Choosing the Perfect Curriculum

Happy student studying the perfect curriculum

A commonly held belief: If the perfect curriculum can be found, it will perform the magic–the abra-cadabra–to transform a student into an educated adult all by itself. What’s wrong with this picture? Maybe an answer will emerge from the following story …

The Real Magic of Learning

Many years ago, my daughter, Melody, began violin lessons with a retired college professor. His first comment, as she unpacked her violin, was, “Melody, I can’t teach you to play violin.” As he said this, I startled in shock, since he had already auditioned and accepted Melody into his studio, and was charging a very significant fee. However, he quickly followed up this comment with, “But I can help you learn.”

And, with that, my educational world suddenly shifted. In that moment the perspective swung from the teacher and the books to the participation of the student.

A good teacher is important, just like a good curriculum. However, the real magic of learning–the true abra-cadabra–is only revealed as the student engages the material: practices it, plays with it, dissects it, considers it, creatively reconfigures it, questions it, teaches it, and makes it his or her own.

Think about this: A good curriculum will … 

  • Offer opportunities for students to dive into oceans of learning
  • Allow them to find interesting issues to pursue
  • Encourage their growth and understanding
  • Help them find motivation to do the work of learning

How do we find such a curriculum?

See whether it answers these questions:

#1) Does this curriculum encourage students to think about what is being said, to consider and ask their own questions? Or, does it simply require that students memorize and regurgitate answers in the mind-numbing mold of “Polly want a cracker”?

I remember my high school experience as a second-year algebra student. Though I excelled in the class, yet I never had a clue that algebra is something people actually use in real life.

We were never taught to ask, “How does this work beyond the pages of my textbook?” Actually, we were never taught any more than to do the pages in sequence, take the tests and get the grade.

It wasn’t until I was thirty-eight years old that I discovered algebra had a reason for existing beyond the confines of a textbook. And, to tell you the truth, I was both chagrined and surprised that no one had bothered to explain that during any of those months of algebra.

In language arts, rather than name the noun, name the verb, write the sentence ... why not BE the noun, DO the verb? Go outside and collect nouns and make them do stuff——cause them to obey whatever the prepositions demand of them!

 

Keep going until the questions start — “What about this?” “Is this right?” “Can we say it this way?”

#2) Does this curriculum offer students the freedom to make individual choices, based on their interests?
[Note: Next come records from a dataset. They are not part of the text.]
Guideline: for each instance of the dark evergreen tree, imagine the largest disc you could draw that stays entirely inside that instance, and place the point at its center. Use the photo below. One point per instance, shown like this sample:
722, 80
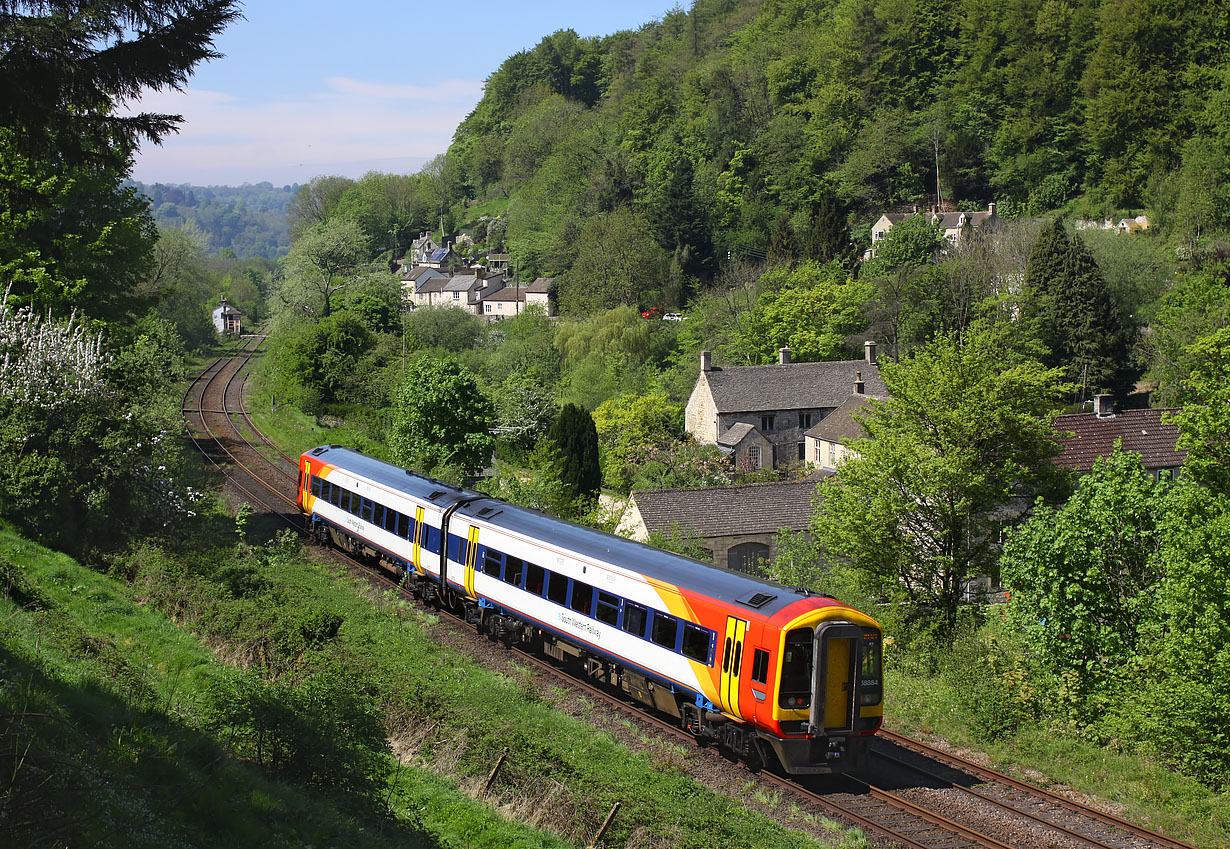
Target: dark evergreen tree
1042, 279
1095, 345
1070, 304
784, 246
64, 64
577, 439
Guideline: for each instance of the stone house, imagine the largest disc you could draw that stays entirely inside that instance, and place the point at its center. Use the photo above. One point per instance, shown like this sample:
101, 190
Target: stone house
736, 524
760, 414
953, 224
828, 442
1086, 436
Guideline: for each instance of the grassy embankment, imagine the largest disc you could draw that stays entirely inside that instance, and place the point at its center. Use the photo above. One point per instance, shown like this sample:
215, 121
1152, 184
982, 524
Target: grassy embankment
123, 726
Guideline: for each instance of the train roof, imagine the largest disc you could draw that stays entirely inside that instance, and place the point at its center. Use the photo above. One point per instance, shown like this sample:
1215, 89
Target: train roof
725, 585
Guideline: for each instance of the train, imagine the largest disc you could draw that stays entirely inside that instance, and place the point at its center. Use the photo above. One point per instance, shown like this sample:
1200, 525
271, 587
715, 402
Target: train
766, 672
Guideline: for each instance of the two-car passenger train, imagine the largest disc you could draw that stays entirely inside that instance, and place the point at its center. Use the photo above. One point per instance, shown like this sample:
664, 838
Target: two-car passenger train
750, 665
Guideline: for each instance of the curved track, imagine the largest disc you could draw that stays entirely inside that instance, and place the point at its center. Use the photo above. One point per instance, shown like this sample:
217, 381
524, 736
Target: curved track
937, 801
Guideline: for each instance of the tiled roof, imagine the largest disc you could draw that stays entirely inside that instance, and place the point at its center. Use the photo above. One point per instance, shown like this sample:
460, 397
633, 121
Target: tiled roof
461, 283
728, 511
1142, 431
509, 293
840, 425
791, 386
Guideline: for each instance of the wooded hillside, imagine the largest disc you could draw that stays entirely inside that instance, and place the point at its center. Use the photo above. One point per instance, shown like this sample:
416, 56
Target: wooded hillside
690, 138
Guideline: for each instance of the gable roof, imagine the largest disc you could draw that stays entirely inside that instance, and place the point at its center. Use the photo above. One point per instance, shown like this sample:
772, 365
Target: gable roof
840, 425
1142, 431
728, 511
790, 386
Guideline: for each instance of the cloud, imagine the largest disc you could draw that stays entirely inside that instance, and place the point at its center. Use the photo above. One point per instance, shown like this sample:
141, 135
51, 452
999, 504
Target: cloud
348, 128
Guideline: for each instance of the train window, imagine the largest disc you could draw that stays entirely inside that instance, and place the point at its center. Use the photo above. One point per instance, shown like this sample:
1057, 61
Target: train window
870, 681
635, 618
557, 588
582, 597
760, 666
608, 608
535, 576
513, 571
796, 669
696, 642
492, 561
666, 630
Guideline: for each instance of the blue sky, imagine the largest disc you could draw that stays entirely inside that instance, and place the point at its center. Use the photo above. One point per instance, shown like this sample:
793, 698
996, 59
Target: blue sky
310, 87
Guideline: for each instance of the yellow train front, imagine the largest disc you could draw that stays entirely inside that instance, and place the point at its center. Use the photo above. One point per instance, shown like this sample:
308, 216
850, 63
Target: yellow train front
765, 671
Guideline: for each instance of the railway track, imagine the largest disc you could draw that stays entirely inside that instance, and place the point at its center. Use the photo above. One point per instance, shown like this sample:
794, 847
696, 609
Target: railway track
937, 801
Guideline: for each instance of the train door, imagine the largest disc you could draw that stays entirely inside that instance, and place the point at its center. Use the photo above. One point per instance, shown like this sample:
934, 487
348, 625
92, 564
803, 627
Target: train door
732, 663
417, 553
837, 688
471, 551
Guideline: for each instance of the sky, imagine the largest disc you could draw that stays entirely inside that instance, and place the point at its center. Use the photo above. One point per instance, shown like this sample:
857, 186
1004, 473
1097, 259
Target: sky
308, 87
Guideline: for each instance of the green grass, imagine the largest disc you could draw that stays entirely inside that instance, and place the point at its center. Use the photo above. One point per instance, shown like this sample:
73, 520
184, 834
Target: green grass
122, 674
1138, 789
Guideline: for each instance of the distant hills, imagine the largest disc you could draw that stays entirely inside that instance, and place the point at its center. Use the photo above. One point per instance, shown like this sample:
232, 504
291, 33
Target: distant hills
246, 220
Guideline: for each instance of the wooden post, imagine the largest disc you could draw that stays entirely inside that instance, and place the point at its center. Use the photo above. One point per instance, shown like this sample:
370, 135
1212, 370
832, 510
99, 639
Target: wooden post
602, 832
495, 770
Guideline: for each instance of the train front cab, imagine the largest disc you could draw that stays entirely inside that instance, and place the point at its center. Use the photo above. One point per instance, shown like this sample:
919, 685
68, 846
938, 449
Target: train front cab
829, 699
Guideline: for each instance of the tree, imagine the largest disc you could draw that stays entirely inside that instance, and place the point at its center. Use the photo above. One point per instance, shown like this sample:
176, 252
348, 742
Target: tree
325, 260
577, 441
67, 65
631, 428
1083, 577
964, 432
440, 421
1204, 421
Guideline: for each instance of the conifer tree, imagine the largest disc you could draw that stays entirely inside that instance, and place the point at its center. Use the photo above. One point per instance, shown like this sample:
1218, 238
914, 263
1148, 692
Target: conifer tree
577, 439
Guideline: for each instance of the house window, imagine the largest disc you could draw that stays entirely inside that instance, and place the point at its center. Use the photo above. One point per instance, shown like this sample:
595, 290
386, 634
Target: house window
748, 558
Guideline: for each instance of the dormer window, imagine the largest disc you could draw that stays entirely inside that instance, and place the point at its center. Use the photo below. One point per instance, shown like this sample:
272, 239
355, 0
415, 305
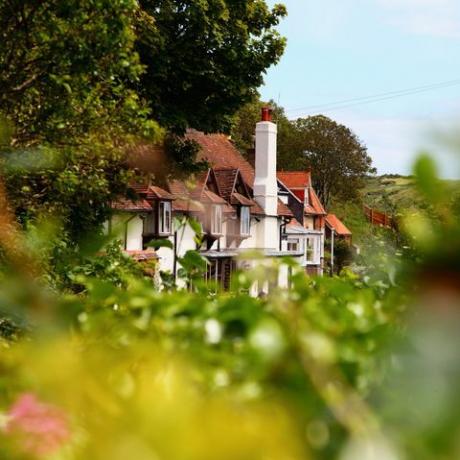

Or, does it demand that everyone march in lock-step through each page?

I can concede that math would mostly be sequential. But as a historian, I have often pondered the arrogance of requiring all students to know the importance of the Napoleonic wars, for example, while dismissing the comparative importance of learning about Beethoven, Robert Fulton or Louis Braille.

These men all lived during this same era, and each significantly impacted the world. Who decided that it is more important to know geo-political history than musical, scientific, or blind-education history, to the point of excluding them from the history books? Why should we require students to know the impact of the battle of Waterloo, while restricting from them the significance of Beethoven’s Ninth Symphony, Fulton’s effect on transportation and commerce, or the earth-shaking technology that opened the written word to those who could not see?

Rather than a forced march with a whip-cracking overseer through selected facts, why not give a basic understanding of an era of history, introduce students to the many fascinating people of the time, then set them free to dig more deeply into those people and events most compelling to them?

 

#3) Does this curriculum encourage active, hands-on, creative participation on the part of the student? Or, does it allow them to sit passively through the lessons as long as they can answer a certain percentage of the test questions correctly?

What’s the difference between being a player on the field and a spectator in the stands? When you are a player, you exert energy, get sweaty from the effort, and make a difference in the outcome. When you are merely a spectator, however, you expend a minimum amount of energy, and have little to show for it.

That is exactly the difference between being actively engaged in learning and passively doing as little as necessary to pass the test. One opens the doors to a life filled with possibilities, while the other closes those doors.

As you will discover, the REAL magic of learning happens when a student engages with the material, when questions bubble spontaneously to the surface, when a hunger-to-know-the-answers propels a student into a deeper study. 

 

When you find a curriculum that encourages this kind of participation, it will help them not only learn the subject for that year, it will help them become lifelong learners!